Get heave weight off children’s backpacks and lives (Scripps Howard News Service) June 5, 2002
Posted by daviddavenport in Newspaper Columns/Essays, Op/Eds.trackback
Proving that nothing is too small or personal to be regulated by government, the California Assembly recently passed a law requiring school boards to reduce excess weight in student backpacks.
It turns out that kids’ backpacks are not that small, sometimes hauling up to 40 pounds of books and sending 5,000 students a year to emergency rooms nationwide. But as a parent and an educator, I wish the legislators had bothered to look inside the backpacks.
In a classic case of treating the symptom and not the disease, the California Assembly focused on the “what” and not the “why.” Sure we are concerned about heavy lifting, like the 92-pound 8th grade girl who carries around a 21-pound backpack and a 14-pound saxophone all day. But the real questions are: “What is in that backpack, who put it there, and why?”
The answer is that we are packing our children’s days with so much homework and structured activity that their backpacks, schedules, and lives are full to overflowing.

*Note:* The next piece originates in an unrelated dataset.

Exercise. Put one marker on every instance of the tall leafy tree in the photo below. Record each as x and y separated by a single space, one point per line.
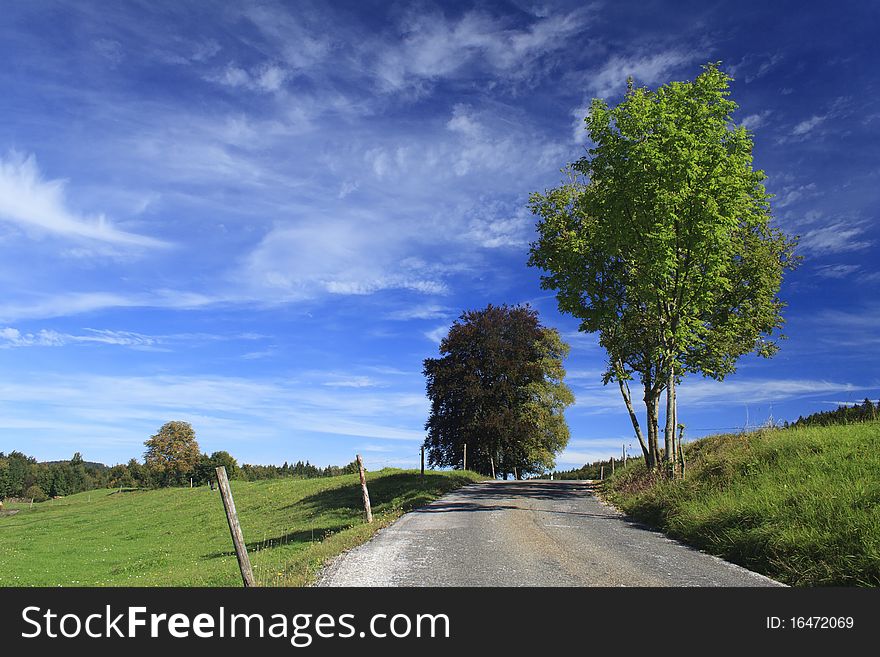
173 453
498 388
661 242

Like most parents, I work for my employer by day, but for the school nights and weekends as my children’s homework monitor. With three children and two-three house of homework per child per night, you get the picture. Or maybe you don’t, since that does not include sports teams, music lessons, tutoring, after-school jobs, or any of the rest of it. My wife specializes in carpooling and the arts, while I handle social studies. With advanced sciences and the new math, the kids are on their own.

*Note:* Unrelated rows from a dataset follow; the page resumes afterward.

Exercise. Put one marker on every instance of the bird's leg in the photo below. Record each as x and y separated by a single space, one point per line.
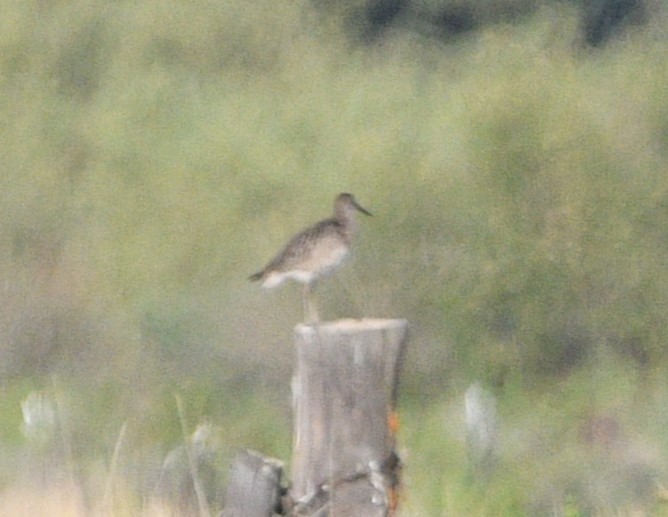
310 310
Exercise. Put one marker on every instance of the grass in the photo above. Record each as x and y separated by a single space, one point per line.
155 157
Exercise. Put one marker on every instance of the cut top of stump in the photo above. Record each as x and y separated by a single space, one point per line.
352 326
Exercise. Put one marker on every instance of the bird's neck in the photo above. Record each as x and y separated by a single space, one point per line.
347 224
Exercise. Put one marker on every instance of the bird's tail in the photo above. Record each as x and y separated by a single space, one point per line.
256 276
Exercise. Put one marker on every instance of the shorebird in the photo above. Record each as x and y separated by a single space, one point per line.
314 252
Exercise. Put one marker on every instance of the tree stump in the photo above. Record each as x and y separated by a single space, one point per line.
344 394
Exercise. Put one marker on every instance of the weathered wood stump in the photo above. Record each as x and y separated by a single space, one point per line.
344 393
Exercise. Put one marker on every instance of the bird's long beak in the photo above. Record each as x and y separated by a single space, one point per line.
360 208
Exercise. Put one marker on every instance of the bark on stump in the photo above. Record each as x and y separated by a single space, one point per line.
344 391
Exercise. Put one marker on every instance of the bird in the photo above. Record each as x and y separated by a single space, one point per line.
314 252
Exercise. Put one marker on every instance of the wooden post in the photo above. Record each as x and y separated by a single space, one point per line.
344 392
254 486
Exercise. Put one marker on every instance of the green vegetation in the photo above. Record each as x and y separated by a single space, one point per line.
156 154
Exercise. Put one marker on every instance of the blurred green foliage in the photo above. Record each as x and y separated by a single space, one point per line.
156 153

Parents across the country report loss of family time and student sleep. It is not all rare for our 11th grader to be up after the rest of us go to bed and also before we get up. By some accounts homework has tripled in the last couple of decades, and by any count, it is at an all-time high. Over that same period, a study shows our kids have lost about four unstructured hours per week.
The title of the book says it all: “The End of Homework: How Homework Disrupts Families, Overburdens Children and Limits Learing.” Its coauthor, John Buell, says: “Family time is increasingly cramped and limited….It’s a shame that it has to be spent supervising somebody else’s agenda.” It was news earlier this year when a New Jersey suburb announced Family Night, when homework and structured events were banned. Of course that was one night out of the year.
How did children’s backpacks get to heavy and their lives so full? Ironically one of the causes of the increase in homework and structured activity is the parents themselves. A society obsessed with whether their kids get into Harvard or Stanford has placed tremendous pressure on both their children and the schools to stay ahead of the pack.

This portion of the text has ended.